RE: North Korea releases 2 more prisoners.
November 10, 2014 at 1:01 am
(This post was last modified: November 10, 2014 at 1:04 am by Thumpalumpacus.)
(November 9, 2014 at 11:06 pm)Heywood Wrote: (November 9, 2014 at 9:55 pm)Parkers Tan Wrote: Here in America, it tastes like plastic. It's loaded with salt and chemicals which beggar pronunciation, it has about six jillion calories per serving with 80% of them from fat, and buying one of their burgers is a good way to corner the market on cholesterol.
I have no love whatsoever for McDonalds....but this is an outright lie. McDonalds uses pure beef(which does contain fat because fat is a component of beef). Slaughter a cow and eat a steak from it....your going to consume fat(especially if it is a good cut of steak). McDonalds does add salt....but that is at the time of grilling. The grill man has a little salt shaker and shakes some salt onto the patty while its cooking.
When I was 16 I worked at a McDonald's...flipping burgers.
I believe Snopes has an article dispelling your claim.
Here, read this:
http://www.independent.co.uk/life-style/...67533.html
Quote:Best-selling burgers and drinks popular with children at McDonald's restaurants are loaded with controversial chemicals, including some known to cause behavioural problems.

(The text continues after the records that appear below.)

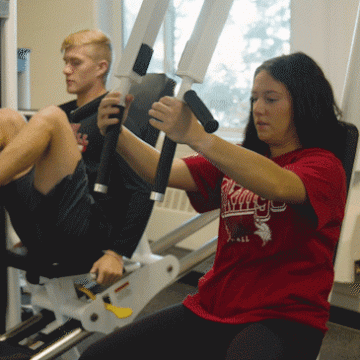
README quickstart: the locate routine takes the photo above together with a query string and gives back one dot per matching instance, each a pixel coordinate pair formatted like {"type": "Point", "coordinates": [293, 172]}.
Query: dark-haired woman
{"type": "Point", "coordinates": [282, 196]}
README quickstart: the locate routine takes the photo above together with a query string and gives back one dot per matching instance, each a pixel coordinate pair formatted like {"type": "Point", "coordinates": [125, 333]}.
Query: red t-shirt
{"type": "Point", "coordinates": [273, 260]}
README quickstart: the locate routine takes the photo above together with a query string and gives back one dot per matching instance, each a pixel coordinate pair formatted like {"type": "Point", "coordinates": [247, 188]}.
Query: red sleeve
{"type": "Point", "coordinates": [208, 179]}
{"type": "Point", "coordinates": [325, 181]}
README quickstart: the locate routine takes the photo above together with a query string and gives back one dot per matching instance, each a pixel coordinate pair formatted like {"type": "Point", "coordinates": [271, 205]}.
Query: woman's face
{"type": "Point", "coordinates": [273, 116]}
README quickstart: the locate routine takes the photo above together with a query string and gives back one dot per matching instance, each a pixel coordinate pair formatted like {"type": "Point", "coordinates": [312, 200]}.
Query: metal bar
{"type": "Point", "coordinates": [183, 231]}
{"type": "Point", "coordinates": [348, 246]}
{"type": "Point", "coordinates": [32, 324]}
{"type": "Point", "coordinates": [62, 345]}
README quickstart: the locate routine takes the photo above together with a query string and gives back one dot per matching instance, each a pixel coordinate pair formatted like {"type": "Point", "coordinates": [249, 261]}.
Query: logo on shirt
{"type": "Point", "coordinates": [246, 213]}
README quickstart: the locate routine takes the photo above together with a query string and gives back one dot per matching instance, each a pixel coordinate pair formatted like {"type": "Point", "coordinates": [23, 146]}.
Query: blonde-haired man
{"type": "Point", "coordinates": [87, 57]}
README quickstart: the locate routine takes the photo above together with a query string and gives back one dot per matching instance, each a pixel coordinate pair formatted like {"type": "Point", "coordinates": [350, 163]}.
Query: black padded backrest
{"type": "Point", "coordinates": [151, 89]}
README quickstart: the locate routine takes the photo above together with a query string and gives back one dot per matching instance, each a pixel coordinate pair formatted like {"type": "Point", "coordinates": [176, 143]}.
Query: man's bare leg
{"type": "Point", "coordinates": [46, 141]}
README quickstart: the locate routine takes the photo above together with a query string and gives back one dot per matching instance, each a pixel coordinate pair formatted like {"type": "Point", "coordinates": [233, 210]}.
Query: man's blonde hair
{"type": "Point", "coordinates": [101, 44]}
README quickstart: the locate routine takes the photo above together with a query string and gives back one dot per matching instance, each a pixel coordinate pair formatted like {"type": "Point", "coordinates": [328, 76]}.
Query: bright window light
{"type": "Point", "coordinates": [256, 30]}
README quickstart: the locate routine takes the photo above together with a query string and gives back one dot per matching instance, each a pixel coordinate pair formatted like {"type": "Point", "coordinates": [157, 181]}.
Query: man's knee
{"type": "Point", "coordinates": [51, 117]}
{"type": "Point", "coordinates": [11, 123]}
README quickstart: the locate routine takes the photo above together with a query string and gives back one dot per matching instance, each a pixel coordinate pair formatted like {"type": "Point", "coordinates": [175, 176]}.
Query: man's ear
{"type": "Point", "coordinates": [103, 67]}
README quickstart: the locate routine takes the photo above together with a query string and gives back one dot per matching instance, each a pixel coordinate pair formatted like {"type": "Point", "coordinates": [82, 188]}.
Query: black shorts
{"type": "Point", "coordinates": [65, 223]}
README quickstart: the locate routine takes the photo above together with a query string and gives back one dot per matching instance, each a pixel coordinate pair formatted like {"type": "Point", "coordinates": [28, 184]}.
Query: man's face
{"type": "Point", "coordinates": [81, 71]}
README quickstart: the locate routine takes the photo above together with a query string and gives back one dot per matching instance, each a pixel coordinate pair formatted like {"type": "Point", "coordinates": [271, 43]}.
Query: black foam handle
{"type": "Point", "coordinates": [109, 147]}
{"type": "Point", "coordinates": [164, 166]}
{"type": "Point", "coordinates": [168, 149]}
{"type": "Point", "coordinates": [201, 112]}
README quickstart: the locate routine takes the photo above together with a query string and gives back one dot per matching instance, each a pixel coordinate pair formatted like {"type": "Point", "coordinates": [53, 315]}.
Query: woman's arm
{"type": "Point", "coordinates": [253, 171]}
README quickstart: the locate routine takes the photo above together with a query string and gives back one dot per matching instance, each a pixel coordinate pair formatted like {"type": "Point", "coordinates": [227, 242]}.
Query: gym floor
{"type": "Point", "coordinates": [340, 343]}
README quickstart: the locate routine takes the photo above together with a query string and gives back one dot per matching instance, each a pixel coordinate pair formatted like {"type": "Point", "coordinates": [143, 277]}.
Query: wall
{"type": "Point", "coordinates": [324, 29]}
{"type": "Point", "coordinates": [42, 26]}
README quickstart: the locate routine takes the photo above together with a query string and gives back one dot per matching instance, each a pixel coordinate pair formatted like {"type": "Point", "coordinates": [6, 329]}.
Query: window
{"type": "Point", "coordinates": [256, 30]}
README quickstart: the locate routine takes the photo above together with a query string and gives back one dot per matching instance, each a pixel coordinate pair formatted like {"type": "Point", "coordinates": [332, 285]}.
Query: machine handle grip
{"type": "Point", "coordinates": [168, 149]}
{"type": "Point", "coordinates": [201, 112]}
{"type": "Point", "coordinates": [163, 169]}
{"type": "Point", "coordinates": [111, 138]}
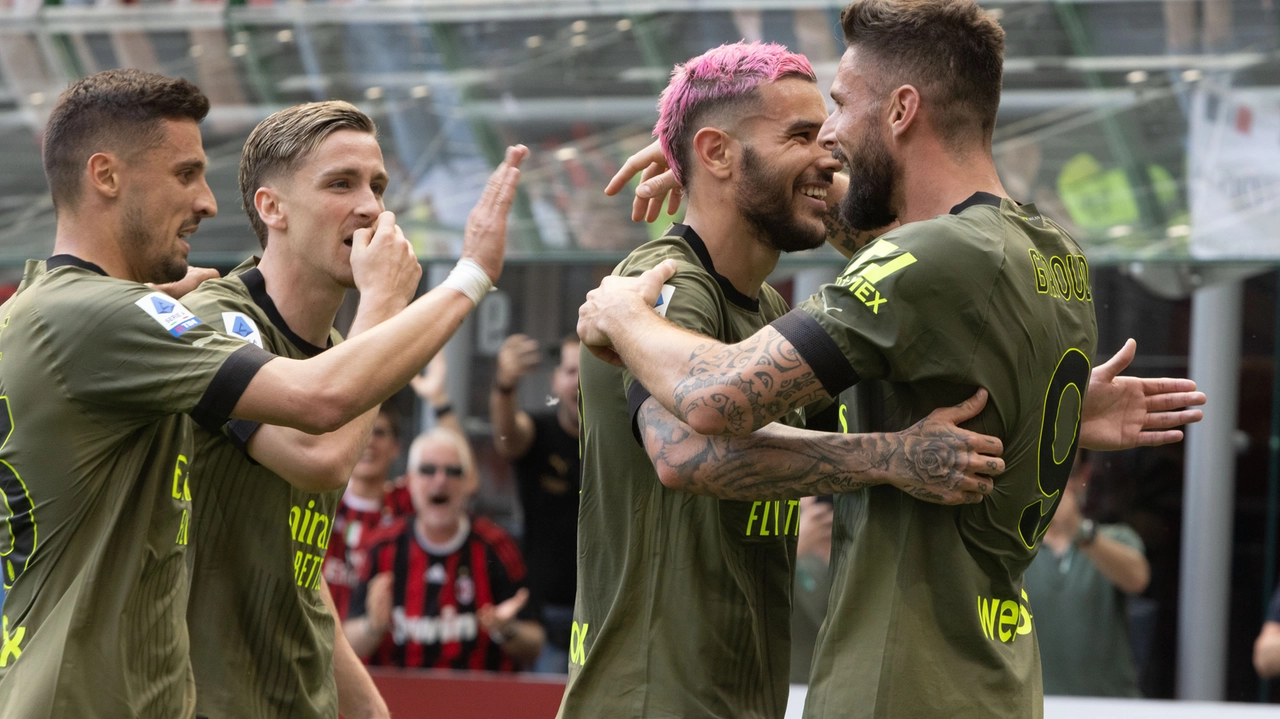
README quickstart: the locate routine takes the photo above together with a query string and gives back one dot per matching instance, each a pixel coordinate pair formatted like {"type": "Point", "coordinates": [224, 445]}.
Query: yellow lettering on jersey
{"type": "Point", "coordinates": [12, 645]}
{"type": "Point", "coordinates": [577, 644]}
{"type": "Point", "coordinates": [183, 529]}
{"type": "Point", "coordinates": [762, 511]}
{"type": "Point", "coordinates": [792, 504]}
{"type": "Point", "coordinates": [1064, 278]}
{"type": "Point", "coordinates": [1004, 619]}
{"type": "Point", "coordinates": [181, 479]}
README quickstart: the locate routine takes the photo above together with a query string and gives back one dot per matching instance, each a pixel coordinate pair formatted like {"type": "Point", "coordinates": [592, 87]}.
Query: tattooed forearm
{"type": "Point", "coordinates": [928, 462]}
{"type": "Point", "coordinates": [737, 389]}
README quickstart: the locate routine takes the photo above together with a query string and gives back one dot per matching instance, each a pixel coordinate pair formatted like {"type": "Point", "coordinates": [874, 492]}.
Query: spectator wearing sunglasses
{"type": "Point", "coordinates": [443, 590]}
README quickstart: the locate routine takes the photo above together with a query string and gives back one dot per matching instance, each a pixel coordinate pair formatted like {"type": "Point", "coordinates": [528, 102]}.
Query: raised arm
{"type": "Point", "coordinates": [713, 388]}
{"type": "Point", "coordinates": [325, 392]}
{"type": "Point", "coordinates": [933, 459]}
{"type": "Point", "coordinates": [387, 276]}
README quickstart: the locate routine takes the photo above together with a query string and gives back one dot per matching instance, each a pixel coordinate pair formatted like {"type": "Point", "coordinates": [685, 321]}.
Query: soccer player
{"type": "Point", "coordinates": [927, 613]}
{"type": "Point", "coordinates": [260, 617]}
{"type": "Point", "coordinates": [101, 376]}
{"type": "Point", "coordinates": [684, 603]}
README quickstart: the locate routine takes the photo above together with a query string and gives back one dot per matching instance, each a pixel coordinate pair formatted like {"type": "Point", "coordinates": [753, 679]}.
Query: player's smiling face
{"type": "Point", "coordinates": [164, 196]}
{"type": "Point", "coordinates": [439, 486]}
{"type": "Point", "coordinates": [336, 191]}
{"type": "Point", "coordinates": [785, 173]}
{"type": "Point", "coordinates": [856, 133]}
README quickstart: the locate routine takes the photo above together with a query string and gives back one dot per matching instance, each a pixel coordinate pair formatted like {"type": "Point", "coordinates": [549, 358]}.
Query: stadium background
{"type": "Point", "coordinates": [1150, 128]}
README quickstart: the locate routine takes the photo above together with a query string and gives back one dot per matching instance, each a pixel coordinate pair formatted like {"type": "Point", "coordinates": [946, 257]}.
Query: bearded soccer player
{"type": "Point", "coordinates": [684, 603]}
{"type": "Point", "coordinates": [927, 614]}
{"type": "Point", "coordinates": [101, 376]}
{"type": "Point", "coordinates": [261, 622]}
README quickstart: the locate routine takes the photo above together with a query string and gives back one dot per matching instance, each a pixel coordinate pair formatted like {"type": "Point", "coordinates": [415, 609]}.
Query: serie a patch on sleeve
{"type": "Point", "coordinates": [663, 300]}
{"type": "Point", "coordinates": [169, 312]}
{"type": "Point", "coordinates": [242, 326]}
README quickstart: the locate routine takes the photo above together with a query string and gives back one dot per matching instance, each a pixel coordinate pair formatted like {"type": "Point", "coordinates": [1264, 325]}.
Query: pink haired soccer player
{"type": "Point", "coordinates": [686, 544]}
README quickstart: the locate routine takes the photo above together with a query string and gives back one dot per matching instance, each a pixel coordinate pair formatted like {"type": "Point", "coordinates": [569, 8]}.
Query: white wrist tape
{"type": "Point", "coordinates": [470, 279]}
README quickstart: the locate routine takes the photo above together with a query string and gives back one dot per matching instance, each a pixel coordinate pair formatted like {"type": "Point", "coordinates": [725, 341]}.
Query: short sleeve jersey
{"type": "Point", "coordinates": [261, 637]}
{"type": "Point", "coordinates": [353, 523]}
{"type": "Point", "coordinates": [99, 381]}
{"type": "Point", "coordinates": [1083, 622]}
{"type": "Point", "coordinates": [435, 595]}
{"type": "Point", "coordinates": [548, 477]}
{"type": "Point", "coordinates": [684, 601]}
{"type": "Point", "coordinates": [928, 616]}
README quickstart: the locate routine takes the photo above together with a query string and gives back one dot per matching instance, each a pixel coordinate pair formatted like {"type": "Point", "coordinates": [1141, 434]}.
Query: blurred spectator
{"type": "Point", "coordinates": [548, 471]}
{"type": "Point", "coordinates": [1078, 586]}
{"type": "Point", "coordinates": [443, 590]}
{"type": "Point", "coordinates": [371, 500]}
{"type": "Point", "coordinates": [812, 584]}
{"type": "Point", "coordinates": [1266, 649]}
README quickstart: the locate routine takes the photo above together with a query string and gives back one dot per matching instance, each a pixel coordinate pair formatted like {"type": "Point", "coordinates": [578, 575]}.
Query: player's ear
{"type": "Point", "coordinates": [270, 209]}
{"type": "Point", "coordinates": [716, 151]}
{"type": "Point", "coordinates": [904, 108]}
{"type": "Point", "coordinates": [104, 174]}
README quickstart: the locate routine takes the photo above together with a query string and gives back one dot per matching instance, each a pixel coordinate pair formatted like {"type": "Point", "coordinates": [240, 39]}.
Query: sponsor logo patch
{"type": "Point", "coordinates": [664, 300]}
{"type": "Point", "coordinates": [241, 325]}
{"type": "Point", "coordinates": [169, 312]}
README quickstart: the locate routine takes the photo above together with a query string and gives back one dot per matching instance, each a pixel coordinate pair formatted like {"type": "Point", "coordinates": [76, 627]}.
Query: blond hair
{"type": "Point", "coordinates": [453, 439]}
{"type": "Point", "coordinates": [284, 140]}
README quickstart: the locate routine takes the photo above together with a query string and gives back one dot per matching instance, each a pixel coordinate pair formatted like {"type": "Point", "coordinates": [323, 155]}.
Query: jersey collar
{"type": "Point", "coordinates": [256, 285]}
{"type": "Point", "coordinates": [73, 261]}
{"type": "Point", "coordinates": [699, 247]}
{"type": "Point", "coordinates": [977, 198]}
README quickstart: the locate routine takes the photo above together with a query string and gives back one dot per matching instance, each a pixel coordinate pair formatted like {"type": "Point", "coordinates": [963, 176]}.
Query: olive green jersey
{"type": "Point", "coordinates": [97, 378]}
{"type": "Point", "coordinates": [927, 614]}
{"type": "Point", "coordinates": [684, 601]}
{"type": "Point", "coordinates": [261, 637]}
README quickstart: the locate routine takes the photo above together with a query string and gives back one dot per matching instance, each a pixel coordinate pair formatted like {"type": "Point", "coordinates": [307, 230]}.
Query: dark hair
{"type": "Point", "coordinates": [284, 140]}
{"type": "Point", "coordinates": [112, 111]}
{"type": "Point", "coordinates": [951, 50]}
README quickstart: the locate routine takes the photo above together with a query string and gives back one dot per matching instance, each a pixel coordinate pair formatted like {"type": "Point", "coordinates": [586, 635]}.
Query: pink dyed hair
{"type": "Point", "coordinates": [726, 74]}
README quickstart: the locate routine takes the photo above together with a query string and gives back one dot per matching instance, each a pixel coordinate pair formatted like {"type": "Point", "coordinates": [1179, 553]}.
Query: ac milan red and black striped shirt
{"type": "Point", "coordinates": [435, 596]}
{"type": "Point", "coordinates": [352, 527]}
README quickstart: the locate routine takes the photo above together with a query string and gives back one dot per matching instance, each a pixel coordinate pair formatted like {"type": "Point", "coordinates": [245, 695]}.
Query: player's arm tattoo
{"type": "Point", "coordinates": [842, 236]}
{"type": "Point", "coordinates": [737, 389]}
{"type": "Point", "coordinates": [929, 461]}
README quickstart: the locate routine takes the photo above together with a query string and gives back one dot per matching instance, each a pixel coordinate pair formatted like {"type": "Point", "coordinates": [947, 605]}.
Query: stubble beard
{"type": "Point", "coordinates": [868, 204]}
{"type": "Point", "coordinates": [771, 210]}
{"type": "Point", "coordinates": [161, 262]}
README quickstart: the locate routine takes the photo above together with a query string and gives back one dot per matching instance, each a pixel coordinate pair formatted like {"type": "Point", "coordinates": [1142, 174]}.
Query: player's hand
{"type": "Point", "coordinates": [517, 356]}
{"type": "Point", "coordinates": [613, 301]}
{"type": "Point", "coordinates": [485, 237]}
{"type": "Point", "coordinates": [816, 520]}
{"type": "Point", "coordinates": [195, 275]}
{"type": "Point", "coordinates": [1125, 412]}
{"type": "Point", "coordinates": [942, 463]}
{"type": "Point", "coordinates": [499, 618]}
{"type": "Point", "coordinates": [378, 603]}
{"type": "Point", "coordinates": [657, 182]}
{"type": "Point", "coordinates": [430, 384]}
{"type": "Point", "coordinates": [383, 264]}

Analysis by The Independent reveals that Britain's biggest burger company pumps a total of 78 different artificial additives into its food on 578 separate occasions, an average of seven E-numbers per product. Although McDonald's emphasises its burgers are 100 per cent beef, the buns, cheese and sauces that go with them are high in E-numbers.
The Big Mac has 18 separate additives and a cheeseburger 17 separate additives, while a chocolate milkshake has eight different chemicals.
Additives are present in almost everything on the menu, including the grilled chicken and salads.
Health campaigners claim that certain E-numbers can cause side effects such as headaches and wheezing among some consumers.
Now, I didn't say fat was bad. What I alluded to was that most calories in a diet should come from non-fat sources -- i.e. proteins and vitamins. This is common knowledge. 45% of the calories in a Big Mac come from fat, meaning those calories carry no nutrition.
One Big Mac has 42% of your daily fat intake, 28% of your daily cholesterol intake, and 40% of your recommended salt intake. We haven't gotten to your fries or soda.
These are facts,
posted by McDonald's on their own website.
If you don't like the data, take it up with them.
Also, I'd suggest you look into humor as a rhetorical device as you reread my post. You certainly have a lot to learn there.